Memasuki tahun 1923, Soewara Moehammadijah ”Diterbitkan dengan pertjoemah oleh MOEHAMMADIJAH bahagian TAMAN POESTAKA NGAJOGYAKARTA” menggunakan bahasa Melayu secara keseluruhan. Di atas box redaksi tertulis: ”Orgaan Moehammadijah memoeat katerangan hal agama Islam dan memoeat kaperloean-kaperloean Mohemmadijah dengan bahagiannja. Terbit pada tiap-tiap boelan sekali.” Haji Fachrodin yang menjabat sebagai hoofdredacteur dibantu Soemodirdjo (pembantu redaksi) dan M. Zarkasi (pengelola administrasi) kembali melakukan reformasi dengan memasukkan beberapa cabang Muhammadiyah di jajaran redaksi (redacteuren) dan administrasi (administratuuren). Terhitung sejak tahun 1924, nama surat kabar ini berubah ejaan menjadi: Soeara Moehammadijah. Sejak Haji Fachrodin menggawangi penerbitan pada tahun 1922 sampai 1924, Soeara Moehammadijah sudah memiliki percetakan sendiri, yaitu Percetakan Persatuan (Persatoean Drukkerij).
Memasuki tahun 1925, ukuran majalah Soeara Moehammadijah kembali diperkecil, yaitu 11,5×16 cm. Pemimpin redaksi sudah digantikan oleh Soemodirdjo. Sejak tahun ini, para redaktur yang mengelola surat kabar ini adalah: R.H. Hadjid, M. Amir Dasoeki, H. Abdul-Aziz, dan M. Junus Anies. Pengelola administrasi H. Dangi Joesak dan H. Abdul-Hakim. Pada masa kepemimpinan Soemodirdjo, Soeara Moehammadijah mengeluarkan ma’loemat bahwa terhitung tahun 1925, surat kabar ini mengeluarkan halaman khusus untuk isteri (perempuan). Pada edisi nomor 1 tahun 1925, Soeara Moehammadijah telah mengeluarkan halaman khusus bernama Isteri-Islam. Halaman khusus Isteri-Islam inilah yang di kemudian hari melahirkan media baru bernama Soeara ‘Aisjijah.
Cukup menarik di sini karena Soeara Moehammadijah nomor perdana tahun 1925 telah menggunakan istilah baru untuk menyebut nama tanah air.
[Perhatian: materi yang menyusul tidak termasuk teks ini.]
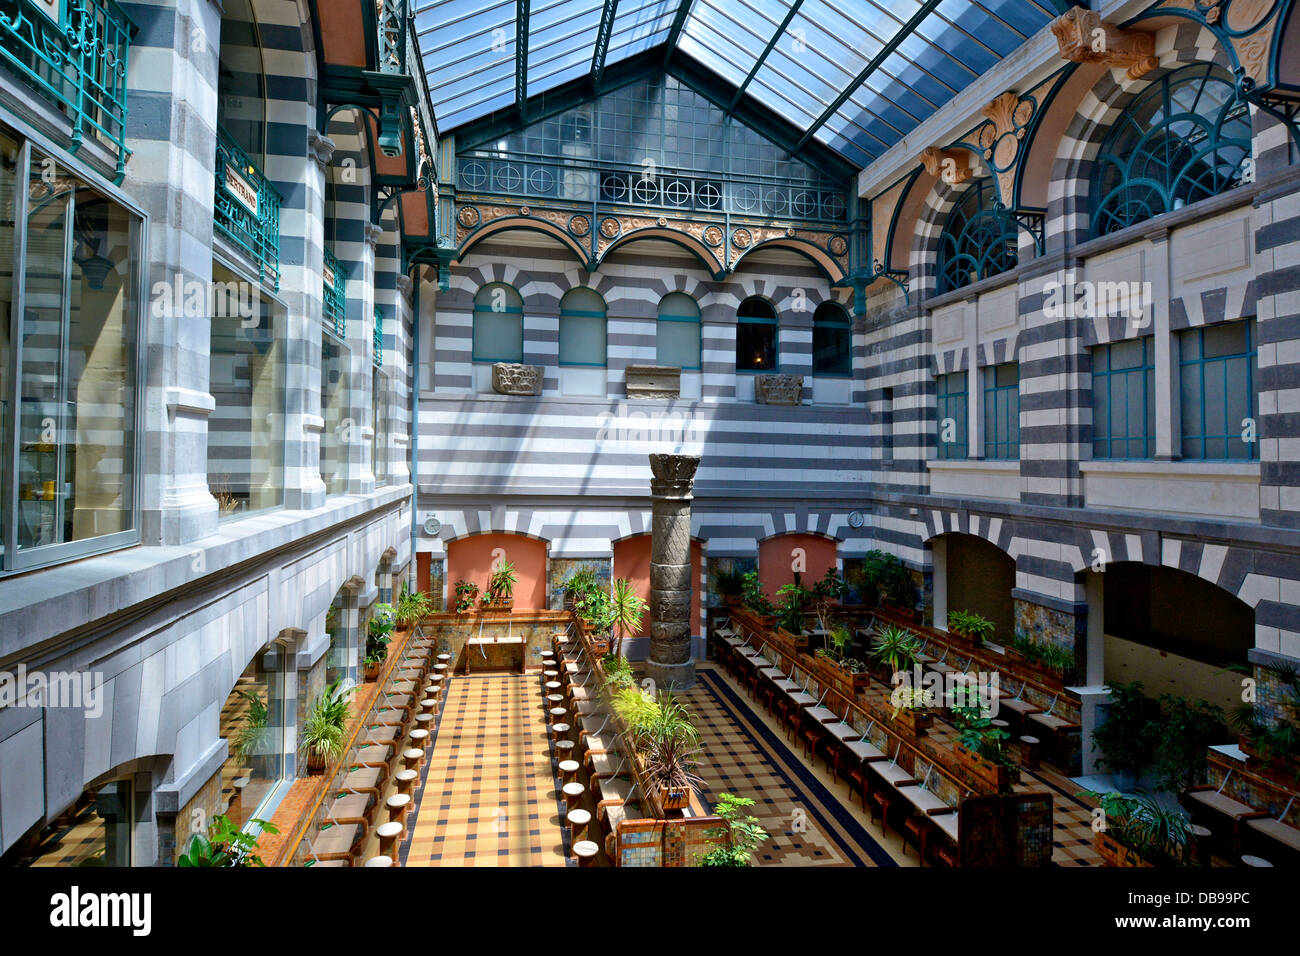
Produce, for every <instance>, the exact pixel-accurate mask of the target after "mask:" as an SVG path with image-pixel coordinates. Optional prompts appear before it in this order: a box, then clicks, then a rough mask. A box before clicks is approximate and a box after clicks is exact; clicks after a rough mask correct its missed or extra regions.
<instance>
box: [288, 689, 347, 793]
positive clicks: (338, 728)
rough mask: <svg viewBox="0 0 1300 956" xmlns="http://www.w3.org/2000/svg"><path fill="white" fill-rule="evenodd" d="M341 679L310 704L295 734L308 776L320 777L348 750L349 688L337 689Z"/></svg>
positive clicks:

Pada halaman cover depan tertulis: ”Dikeloearkan oleh perkoempoelan Moehammadijah Bg. TAMAN POESTAKA (INDONESIA).” Bahkan, Soemodirdjo menulis sebuah artikel dengan judul, ”Anak Indonesia, Awas.” Meskipun demikian, penggunaan istilah ”Indonesia” untuk menyebut nama tanah air ini masih belum konsisten pada waktu itu.
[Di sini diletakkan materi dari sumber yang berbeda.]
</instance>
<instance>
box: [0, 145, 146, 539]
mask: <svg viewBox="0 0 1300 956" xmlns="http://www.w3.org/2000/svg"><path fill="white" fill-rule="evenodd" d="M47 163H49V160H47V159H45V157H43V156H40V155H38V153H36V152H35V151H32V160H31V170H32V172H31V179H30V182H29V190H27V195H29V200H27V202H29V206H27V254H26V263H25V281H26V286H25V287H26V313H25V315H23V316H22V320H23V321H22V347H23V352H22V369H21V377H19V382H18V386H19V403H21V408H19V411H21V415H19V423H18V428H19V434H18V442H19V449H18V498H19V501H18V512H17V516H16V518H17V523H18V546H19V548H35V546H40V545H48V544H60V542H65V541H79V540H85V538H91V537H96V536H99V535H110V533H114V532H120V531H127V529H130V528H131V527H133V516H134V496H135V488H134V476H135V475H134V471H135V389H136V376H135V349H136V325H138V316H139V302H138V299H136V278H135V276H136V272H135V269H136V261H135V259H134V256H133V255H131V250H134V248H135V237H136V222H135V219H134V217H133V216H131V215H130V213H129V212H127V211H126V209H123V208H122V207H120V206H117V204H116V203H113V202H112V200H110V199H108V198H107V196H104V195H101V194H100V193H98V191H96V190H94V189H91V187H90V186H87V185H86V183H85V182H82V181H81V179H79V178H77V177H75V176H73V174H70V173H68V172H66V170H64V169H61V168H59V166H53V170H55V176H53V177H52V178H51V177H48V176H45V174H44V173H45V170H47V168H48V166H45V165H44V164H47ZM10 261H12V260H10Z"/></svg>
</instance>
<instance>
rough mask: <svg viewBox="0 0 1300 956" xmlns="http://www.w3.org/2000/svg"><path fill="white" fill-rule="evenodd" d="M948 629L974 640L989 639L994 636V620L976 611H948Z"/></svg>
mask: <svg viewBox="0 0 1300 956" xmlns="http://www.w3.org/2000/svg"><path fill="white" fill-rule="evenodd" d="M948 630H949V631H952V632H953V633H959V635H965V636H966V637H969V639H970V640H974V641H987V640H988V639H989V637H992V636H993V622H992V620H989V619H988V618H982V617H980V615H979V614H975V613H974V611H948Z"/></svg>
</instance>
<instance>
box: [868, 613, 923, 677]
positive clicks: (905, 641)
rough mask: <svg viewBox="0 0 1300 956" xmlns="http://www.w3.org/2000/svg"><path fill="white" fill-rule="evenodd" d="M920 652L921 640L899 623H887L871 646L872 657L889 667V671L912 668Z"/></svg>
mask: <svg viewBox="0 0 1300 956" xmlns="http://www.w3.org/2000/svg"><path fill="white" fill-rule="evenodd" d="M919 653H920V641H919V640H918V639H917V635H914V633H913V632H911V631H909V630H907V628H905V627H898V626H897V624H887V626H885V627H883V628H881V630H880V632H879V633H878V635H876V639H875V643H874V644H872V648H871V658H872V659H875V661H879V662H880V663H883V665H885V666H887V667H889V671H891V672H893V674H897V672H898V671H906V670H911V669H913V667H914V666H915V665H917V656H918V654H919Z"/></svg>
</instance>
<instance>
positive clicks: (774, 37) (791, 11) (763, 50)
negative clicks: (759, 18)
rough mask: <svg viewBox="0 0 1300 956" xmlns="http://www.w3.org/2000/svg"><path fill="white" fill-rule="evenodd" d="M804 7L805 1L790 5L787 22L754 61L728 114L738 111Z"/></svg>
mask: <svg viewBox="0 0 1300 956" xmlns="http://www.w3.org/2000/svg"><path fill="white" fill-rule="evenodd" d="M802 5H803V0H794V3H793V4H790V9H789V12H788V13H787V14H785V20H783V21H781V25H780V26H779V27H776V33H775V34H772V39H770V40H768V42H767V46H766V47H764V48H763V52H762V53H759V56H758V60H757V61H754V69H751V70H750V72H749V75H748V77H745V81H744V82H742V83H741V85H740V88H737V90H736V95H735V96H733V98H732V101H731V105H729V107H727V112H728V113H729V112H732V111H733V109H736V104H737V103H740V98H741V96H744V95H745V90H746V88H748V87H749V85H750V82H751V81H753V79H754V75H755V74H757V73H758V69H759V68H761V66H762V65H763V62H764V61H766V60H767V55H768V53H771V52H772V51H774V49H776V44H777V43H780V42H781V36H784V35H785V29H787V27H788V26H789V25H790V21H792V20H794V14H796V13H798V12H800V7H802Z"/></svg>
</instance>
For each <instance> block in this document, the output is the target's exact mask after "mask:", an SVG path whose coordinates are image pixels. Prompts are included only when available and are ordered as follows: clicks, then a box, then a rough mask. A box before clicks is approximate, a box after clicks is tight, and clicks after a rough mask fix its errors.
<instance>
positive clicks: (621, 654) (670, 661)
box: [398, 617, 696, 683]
Pada awal tahun 1927, Soeara Moehammadijah terbit dengan ukuran 13×19,5 cm. Redaksi dikendalikan oleh H. Abdul Aziz. Tetapi, memasuki tahun 1928, terjadi perubahan pemimpin redaksi sempai dua kali antara M. Junus Anies dan H. Abdul Aziz. Memasuki tahun 1929-1931, S. Tjitrosoebono menjabat sebagai commissie van redactie Soeara Moehammadijah. Pada periode ini, Soeara Moehammadijah terbit dengan ukuran 17,5×24 cm. Di awal tahun 1929, Soeara Moehammadijah terbit dua kali sebulan. Pada halaman cover depan edisi nomor 1-2 tahun 1929 tertulis motto: ”Officieel orgaan dari perserikatan Moehammadijah Hindia Timoer.” Selaku pengelola administrasi M. Badjoeri. Sejak terbit sebagai dwi mingguan, Soeara Moehammadijah menetapkan harga langganan sebesar f. 1.25 per tiga bulan. Memasuki tahun 1931, Soeara Moehammadijah terbit tiga kali sebulan, tetapi dengan jumlah halaman lebih sedikit (24 halaman).
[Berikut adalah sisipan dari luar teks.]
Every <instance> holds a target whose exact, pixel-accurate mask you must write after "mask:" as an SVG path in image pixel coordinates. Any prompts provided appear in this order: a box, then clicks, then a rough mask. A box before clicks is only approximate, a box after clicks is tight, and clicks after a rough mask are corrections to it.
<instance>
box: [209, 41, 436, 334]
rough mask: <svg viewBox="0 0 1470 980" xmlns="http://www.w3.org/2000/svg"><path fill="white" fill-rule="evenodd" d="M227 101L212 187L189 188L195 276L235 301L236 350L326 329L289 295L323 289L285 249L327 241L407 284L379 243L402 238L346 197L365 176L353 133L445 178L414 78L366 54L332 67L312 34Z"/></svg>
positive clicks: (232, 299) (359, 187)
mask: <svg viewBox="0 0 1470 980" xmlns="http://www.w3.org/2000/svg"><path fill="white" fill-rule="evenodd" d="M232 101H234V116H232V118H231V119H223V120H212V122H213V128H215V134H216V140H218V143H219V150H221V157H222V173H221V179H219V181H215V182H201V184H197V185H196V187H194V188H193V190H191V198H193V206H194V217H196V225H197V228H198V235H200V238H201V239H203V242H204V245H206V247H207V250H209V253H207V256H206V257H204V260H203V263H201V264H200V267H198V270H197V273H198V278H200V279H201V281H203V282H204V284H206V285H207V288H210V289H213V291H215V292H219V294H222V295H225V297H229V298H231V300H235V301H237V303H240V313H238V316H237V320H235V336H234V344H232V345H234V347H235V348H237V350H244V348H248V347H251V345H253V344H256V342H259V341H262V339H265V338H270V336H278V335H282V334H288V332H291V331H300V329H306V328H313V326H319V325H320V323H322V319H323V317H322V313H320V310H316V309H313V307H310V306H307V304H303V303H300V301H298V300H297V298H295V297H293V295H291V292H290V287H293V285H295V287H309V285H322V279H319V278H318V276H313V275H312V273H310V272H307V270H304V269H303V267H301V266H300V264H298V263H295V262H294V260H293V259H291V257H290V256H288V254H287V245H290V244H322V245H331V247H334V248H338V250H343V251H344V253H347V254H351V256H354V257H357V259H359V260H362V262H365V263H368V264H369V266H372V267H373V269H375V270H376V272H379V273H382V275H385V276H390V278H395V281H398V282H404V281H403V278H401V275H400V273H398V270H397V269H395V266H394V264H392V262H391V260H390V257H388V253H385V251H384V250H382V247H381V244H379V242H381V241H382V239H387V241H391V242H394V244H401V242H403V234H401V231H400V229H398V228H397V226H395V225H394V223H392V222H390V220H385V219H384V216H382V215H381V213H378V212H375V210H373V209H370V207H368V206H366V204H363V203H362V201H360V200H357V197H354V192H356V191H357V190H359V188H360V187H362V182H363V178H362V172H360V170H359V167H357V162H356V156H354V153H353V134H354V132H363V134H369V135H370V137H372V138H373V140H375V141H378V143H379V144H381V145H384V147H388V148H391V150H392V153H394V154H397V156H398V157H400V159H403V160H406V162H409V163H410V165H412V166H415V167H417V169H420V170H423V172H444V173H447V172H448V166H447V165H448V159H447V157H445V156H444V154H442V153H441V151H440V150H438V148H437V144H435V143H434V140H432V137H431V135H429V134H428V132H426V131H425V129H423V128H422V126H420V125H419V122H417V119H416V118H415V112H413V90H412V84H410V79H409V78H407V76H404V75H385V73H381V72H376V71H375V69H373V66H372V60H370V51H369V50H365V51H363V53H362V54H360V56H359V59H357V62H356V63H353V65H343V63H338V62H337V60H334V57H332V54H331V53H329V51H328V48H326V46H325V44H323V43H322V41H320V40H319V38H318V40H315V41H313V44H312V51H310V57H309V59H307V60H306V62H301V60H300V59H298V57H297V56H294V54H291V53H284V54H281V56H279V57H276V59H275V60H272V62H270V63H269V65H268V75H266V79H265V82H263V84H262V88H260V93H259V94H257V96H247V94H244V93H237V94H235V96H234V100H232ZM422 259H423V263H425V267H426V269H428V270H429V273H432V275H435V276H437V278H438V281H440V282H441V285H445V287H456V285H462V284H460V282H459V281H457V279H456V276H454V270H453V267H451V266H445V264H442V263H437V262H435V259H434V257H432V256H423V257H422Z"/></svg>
Pada sekitar tahun 1932-1939, Soeara Moehammadijah memang tetap terbit, tetapi tidak banyak informasi tentang siapa pengelola redaksi dan administrasinya. Soeara Moehammadijah sejak memasuki tahun 1934 adalah ”Officieel orgaan” yang ”Diterbitkan pada tiap-tiap boelan” dikendalikan ”Oleh Hoofdbestuur Moehammadijah di Djokjakarta.” Tampaknya, penerbitan surat kabar ini banyak mengalami kesulitan dalam hal pendanaan. Ini dibuktikan dengan makin seringnya pihak administrasi surat kabar ini menarik tagihan dan meminta sokongan derma dari warga Muhammadiyah.
Barangkali antara tahun 1940-1943 menjadi masa-masa yang paling sulit bagi Soeara Moehammadijah karena hanya mampu terbit enam bulan sekali. Situasi politik dunia internasional sedang tidak menguntungkan sehingga bahan baku cetak sulit diperoleh di tanah air. Ditambah lagi dengan kolonialisme Jepang, hampir semua penerbitan di tanah air mengalami kelumpuhan total. Tetapi Soeara Moehammadijah mampu terbit sekalipun hanya enam bulan sekali dan jumlah cetakan sangat terbatas. Tidak terdapat keterangan yang cukup mengenai siapa pengelola redaksi Soeara Moehammadijah pada tahun-tahun ini.
Pada tahun 1951, Soeara Moehammadijah terbit sebagai majalah mingguan dengan motto ”Ilmu dan Amal.” Istilah hoofdredacteur diganti dengan ”juru mudi” yang pada waktu itu dipegang oleh M. Junus Anies. Pengelola administrasi A. Ridha Anies, yang tidak lain merupakan adik kandung M. Junus Anies. Walaupun pada tahun 1951 Soeara Moehammadijah berubah menjadi majalah mingguan, tetapi pada kenyataannya hanya sering terbit sebulan sekali.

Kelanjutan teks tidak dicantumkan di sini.